John Blischak 2014-05-14
Multiple users have observed that submitting jobs via Snakemake requires much more memory than is necessary to run the command (e.g. mailing list post, Bitbucket issue).
To document and explore this issue, I have created a few scripts to recreate the problem. The task to perform is simply sleeping for a short, random period of time and then creating a file. For comparison, I run this 100 times using three methods:
- shell - sumbit the job directly via the Bash shell
- subprocess - submit the job to qsub via the Python subprocess module
- snakemake - submit the job via Snakemake
The analysis can be run using the commands below. The argument passed to the scripts is an ID number for that particular run. The first script should be run on the head node from within this directory.
bash submit_all.sh 01
bash check_and_clean.sh 01
bash analyze.sh 01
The virtual memory usage is similar (and minimal) when using the shell or subprocess. However, the virutal memory is increased by an order of magnitude when using Snakemake.
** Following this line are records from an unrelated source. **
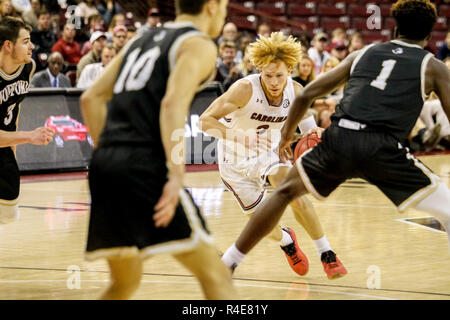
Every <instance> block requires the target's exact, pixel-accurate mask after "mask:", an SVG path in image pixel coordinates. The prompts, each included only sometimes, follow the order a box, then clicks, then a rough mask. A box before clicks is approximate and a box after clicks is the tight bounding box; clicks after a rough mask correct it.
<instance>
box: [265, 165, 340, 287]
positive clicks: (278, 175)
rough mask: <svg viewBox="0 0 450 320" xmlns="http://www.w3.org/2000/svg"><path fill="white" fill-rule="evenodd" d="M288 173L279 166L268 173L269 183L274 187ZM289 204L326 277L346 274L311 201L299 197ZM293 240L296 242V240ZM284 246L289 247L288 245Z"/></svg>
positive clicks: (339, 276) (286, 169)
mask: <svg viewBox="0 0 450 320" xmlns="http://www.w3.org/2000/svg"><path fill="white" fill-rule="evenodd" d="M288 173H289V168H288V167H280V168H278V170H277V171H276V173H274V174H272V175H270V176H269V177H268V178H269V181H270V183H271V184H272V185H273V186H274V187H277V186H278V185H279V184H280V183H281V182H282V180H283V178H284V177H286V176H287V174H288ZM289 206H290V208H291V209H292V211H293V213H294V217H295V219H296V220H297V222H298V223H300V224H301V225H302V226H303V228H304V229H305V230H306V231H307V232H308V234H309V236H310V237H311V239H312V240H313V242H314V245H315V247H316V250H317V253H318V255H319V257H320V259H321V261H322V264H323V267H324V271H325V273H326V274H327V276H328V278H329V279H337V278H340V277H342V276H344V275H345V274H347V270H346V269H345V267H344V266H343V264H342V263H341V262H340V260H339V259H338V258H337V257H336V254H335V253H334V251H333V249H332V248H331V246H330V243H329V242H328V239H327V237H326V235H325V232H324V231H323V227H322V224H321V223H320V220H319V217H318V216H317V214H316V211H315V210H314V207H313V205H312V203H311V201H309V199H308V198H306V197H299V198H296V199H295V200H294V201H292V202H291V203H290V204H289ZM292 233H293V231H292ZM293 237H294V238H295V234H293ZM294 242H296V240H295V241H294ZM291 246H292V245H291ZM286 248H287V249H289V246H287V247H286ZM292 251H293V250H289V252H292ZM305 258H306V256H305Z"/></svg>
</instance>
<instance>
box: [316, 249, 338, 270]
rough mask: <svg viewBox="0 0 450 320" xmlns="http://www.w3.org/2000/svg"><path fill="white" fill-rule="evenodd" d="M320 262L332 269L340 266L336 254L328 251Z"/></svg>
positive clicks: (322, 258)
Furthermore, the virtual memory requirements for Snakemake also fluctuate by over 1G, which is more than the total virtual memory requirement for the other two methods.
The commands run through shell had the following distribution of virtual memory usage:
- 14 119.848M
- 83 119.910M
- 3 119.926M
The commands run through subprocess had the following distribution of virtual memory usage:
- 9 119.848M
- 88 119.910M
- 3 119.926M
The commands run through snakemake had the following distribution of virtual memory usage:
- 82 1.440G
- 1 1.441G
- 2 2.558G
- 15 2.559G
I used the following software versions:
- Red Hat Enterprise Linux Server release 5.4
- Sun Grid Engine 6.2u3
- Python 3.3.4
- Snakemake 2.5.1
Files:
- analyze.sh - Retrieves the virtual memory usage via qacct
- check_and_clean.sh - Reports if the jobs finished and removes all files
- submit_all.sh - runs all three methods (run from the head node)
- Snakefile - creates file via Snakemake
- submit.py - creates file via subprocess
- submit.sh - creates file via shell